Wednesday, 18 March 2015

Gold price gains on weaker dollar after Fed cautioned weaker economic growth

Otmane El Rhazi from The Bullion Desk.



The gold price jumped to one-and-half week high after the Fed cautioned a weaker US growth and suggests more patience to Fed rate hikes.


Spot gold price was last seen at $1,174.50, climbing up $2.50 from where it concluded on Wednesday. The precious metal rose more than two percent after the FOMC statement was thought to be more dovish than expected.


While the FOMC did removed its pledge to be “patient” with its monetary policy, it also said that an April rate hike is unlikely.


“The overall tone of the Fed statement was cautious in its approach to rate normalization and markets interpreted that as dovish. Dropping the pledge to be ‘patient’ marks a shift away from the explicit calendar-based guidance on the future policy path to be more data-dependent guidance,” said economists from United Overseas Bank.

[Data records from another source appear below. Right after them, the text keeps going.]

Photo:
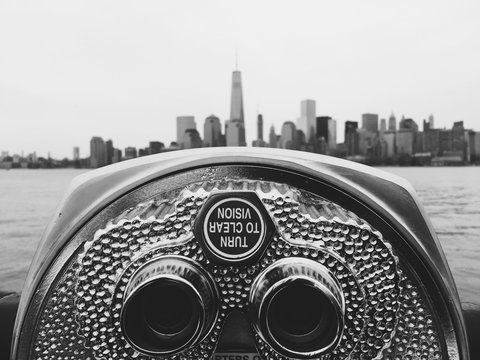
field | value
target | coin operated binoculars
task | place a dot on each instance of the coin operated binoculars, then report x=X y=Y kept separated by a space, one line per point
x=239 y=254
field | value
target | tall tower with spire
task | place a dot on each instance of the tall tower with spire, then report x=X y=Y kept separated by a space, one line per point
x=235 y=127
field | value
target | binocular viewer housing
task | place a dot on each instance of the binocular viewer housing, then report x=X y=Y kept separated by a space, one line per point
x=236 y=253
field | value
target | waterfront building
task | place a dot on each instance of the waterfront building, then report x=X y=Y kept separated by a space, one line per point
x=389 y=141
x=408 y=124
x=404 y=142
x=155 y=147
x=431 y=122
x=272 y=138
x=184 y=123
x=367 y=142
x=288 y=136
x=117 y=156
x=234 y=133
x=212 y=132
x=191 y=139
x=307 y=120
x=431 y=143
x=370 y=122
x=383 y=125
x=109 y=151
x=458 y=137
x=259 y=127
x=259 y=142
x=351 y=138
x=76 y=153
x=392 y=123
x=235 y=127
x=130 y=153
x=445 y=141
x=98 y=154
x=327 y=129
x=474 y=146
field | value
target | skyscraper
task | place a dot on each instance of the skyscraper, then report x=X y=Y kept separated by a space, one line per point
x=392 y=123
x=259 y=142
x=259 y=127
x=212 y=132
x=109 y=151
x=236 y=104
x=370 y=122
x=431 y=122
x=351 y=138
x=383 y=125
x=327 y=129
x=272 y=138
x=76 y=153
x=235 y=127
x=288 y=137
x=234 y=133
x=306 y=121
x=184 y=123
x=98 y=154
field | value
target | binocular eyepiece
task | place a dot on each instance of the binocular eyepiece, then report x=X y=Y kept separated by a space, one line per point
x=170 y=304
x=295 y=305
x=298 y=308
x=244 y=254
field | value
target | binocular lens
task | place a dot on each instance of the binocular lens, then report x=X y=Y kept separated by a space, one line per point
x=170 y=304
x=302 y=318
x=163 y=316
x=297 y=308
x=168 y=308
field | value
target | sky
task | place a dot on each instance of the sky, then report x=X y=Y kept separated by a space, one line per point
x=70 y=70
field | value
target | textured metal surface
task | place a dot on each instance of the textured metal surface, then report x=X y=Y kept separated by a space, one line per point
x=387 y=313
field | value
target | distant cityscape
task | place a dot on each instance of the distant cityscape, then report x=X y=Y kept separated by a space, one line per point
x=377 y=141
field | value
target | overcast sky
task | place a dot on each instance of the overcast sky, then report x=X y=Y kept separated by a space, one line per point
x=70 y=70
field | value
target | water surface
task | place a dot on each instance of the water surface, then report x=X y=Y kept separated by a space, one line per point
x=451 y=196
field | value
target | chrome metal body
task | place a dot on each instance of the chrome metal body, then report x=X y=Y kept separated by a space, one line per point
x=387 y=201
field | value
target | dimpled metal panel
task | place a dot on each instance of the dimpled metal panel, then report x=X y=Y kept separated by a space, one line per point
x=386 y=315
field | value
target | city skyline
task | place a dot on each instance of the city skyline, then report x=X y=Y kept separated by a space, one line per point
x=126 y=72
x=365 y=122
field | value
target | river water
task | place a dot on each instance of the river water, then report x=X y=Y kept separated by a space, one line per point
x=451 y=196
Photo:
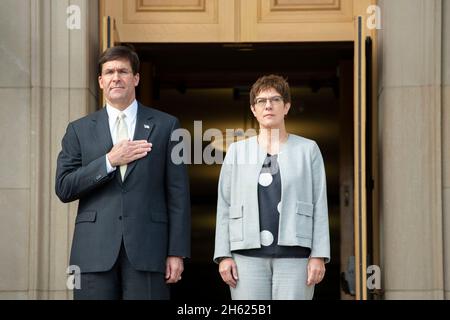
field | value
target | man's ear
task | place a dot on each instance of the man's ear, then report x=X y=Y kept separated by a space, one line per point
x=287 y=106
x=100 y=82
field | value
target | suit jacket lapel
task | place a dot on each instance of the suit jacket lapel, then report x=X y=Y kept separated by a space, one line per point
x=144 y=127
x=102 y=131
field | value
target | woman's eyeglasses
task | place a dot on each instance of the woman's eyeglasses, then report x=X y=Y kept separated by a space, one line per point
x=261 y=102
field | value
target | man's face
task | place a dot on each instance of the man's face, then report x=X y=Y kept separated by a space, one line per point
x=269 y=109
x=118 y=83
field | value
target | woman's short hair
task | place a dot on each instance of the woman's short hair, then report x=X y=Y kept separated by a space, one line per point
x=271 y=81
x=119 y=53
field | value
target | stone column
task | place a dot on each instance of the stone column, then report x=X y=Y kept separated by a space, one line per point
x=446 y=141
x=411 y=149
x=49 y=80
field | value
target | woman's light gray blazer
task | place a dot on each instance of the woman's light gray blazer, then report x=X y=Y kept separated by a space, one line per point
x=304 y=209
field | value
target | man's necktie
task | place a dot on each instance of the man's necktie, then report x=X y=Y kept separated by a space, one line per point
x=122 y=134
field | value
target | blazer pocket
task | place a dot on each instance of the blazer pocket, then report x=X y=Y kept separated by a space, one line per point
x=236 y=227
x=86 y=216
x=304 y=219
x=159 y=217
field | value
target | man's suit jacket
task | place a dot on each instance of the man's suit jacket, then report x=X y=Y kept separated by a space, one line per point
x=150 y=210
x=304 y=210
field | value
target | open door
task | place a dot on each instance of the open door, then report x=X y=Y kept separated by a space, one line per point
x=361 y=158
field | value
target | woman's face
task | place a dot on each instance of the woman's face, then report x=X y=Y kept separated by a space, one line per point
x=269 y=109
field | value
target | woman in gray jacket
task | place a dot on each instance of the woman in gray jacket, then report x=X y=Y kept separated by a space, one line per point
x=272 y=235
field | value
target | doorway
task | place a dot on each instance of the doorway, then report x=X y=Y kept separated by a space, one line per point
x=211 y=83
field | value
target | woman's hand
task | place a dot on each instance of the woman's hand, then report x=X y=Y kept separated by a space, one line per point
x=316 y=271
x=228 y=272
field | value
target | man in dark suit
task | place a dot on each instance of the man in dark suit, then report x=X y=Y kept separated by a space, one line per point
x=132 y=228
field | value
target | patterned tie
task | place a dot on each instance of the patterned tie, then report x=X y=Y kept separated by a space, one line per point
x=122 y=134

What was noteworthy was that the central bank noted “economic growth has moderated somewhat” over the past month, which is a significant downgrade from the last statement wherein it said that activity rose “at a solid pace”.


“Traders were cautious ahead of the FOMC but were quick to accumulate immediately following the announcement. The prospect of continued low interest rates in the US pushed the greenback sharply lower and therefore boosted most asset prices denominated in USD,” said broker MKS Capital.

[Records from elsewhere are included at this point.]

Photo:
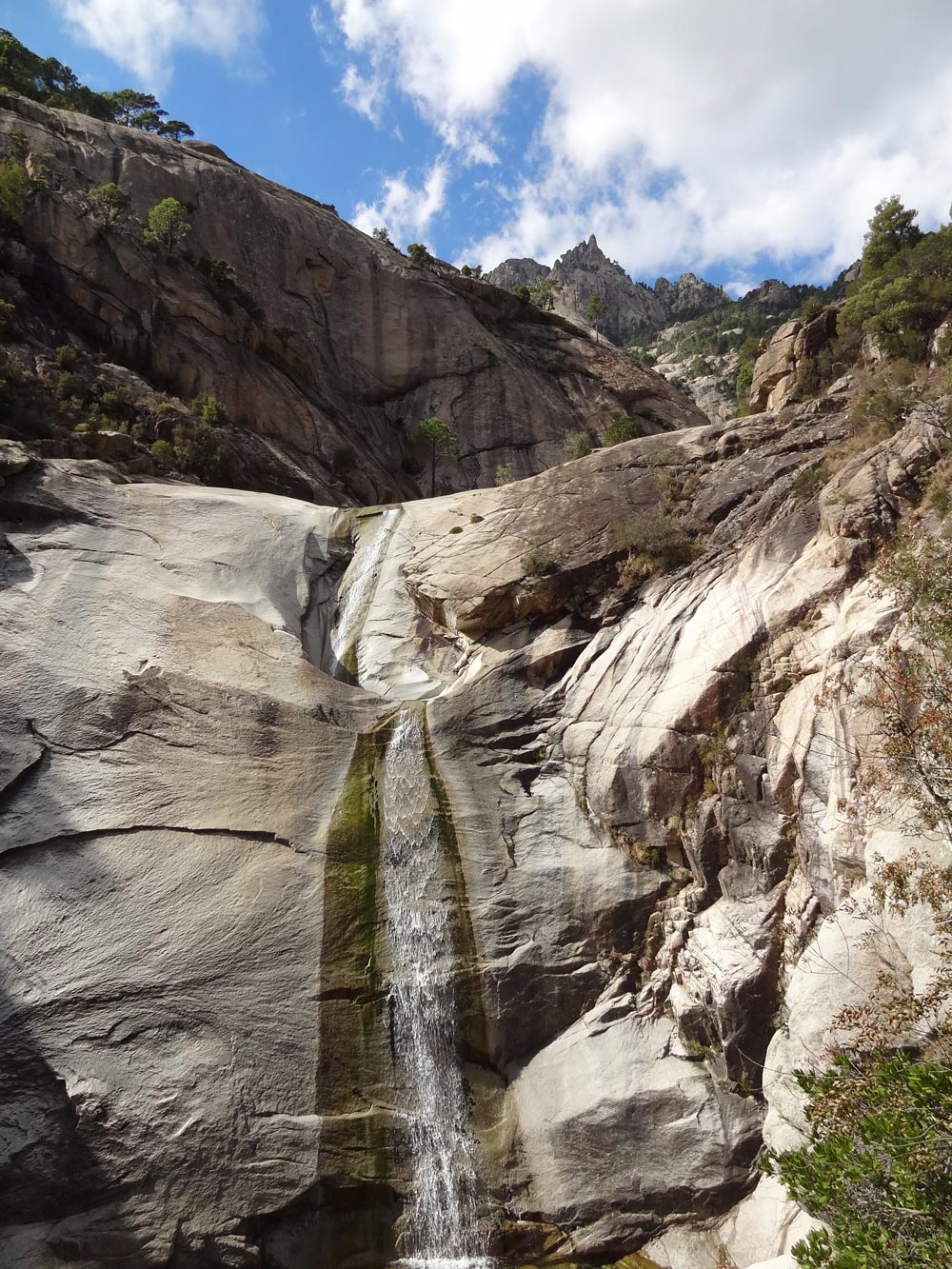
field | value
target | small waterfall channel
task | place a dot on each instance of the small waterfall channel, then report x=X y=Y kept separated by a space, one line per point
x=357 y=593
x=444 y=1231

The dollar was significantly lower overnight, with the dollar index sliding close to two percent lower from 99.62 to 97.7. The weaker dollar gave traders impetus to bargain-hunt on recent lower bullion prices, especially since rate hikes are deemed less imminent.


In the other precious metals, silver was last up five cents to $15.99 per ounce. The PGMs were mixed, with platinum up a dollar to $1,128 while palladium slipped $3 to $782 after its three percent gains overnight.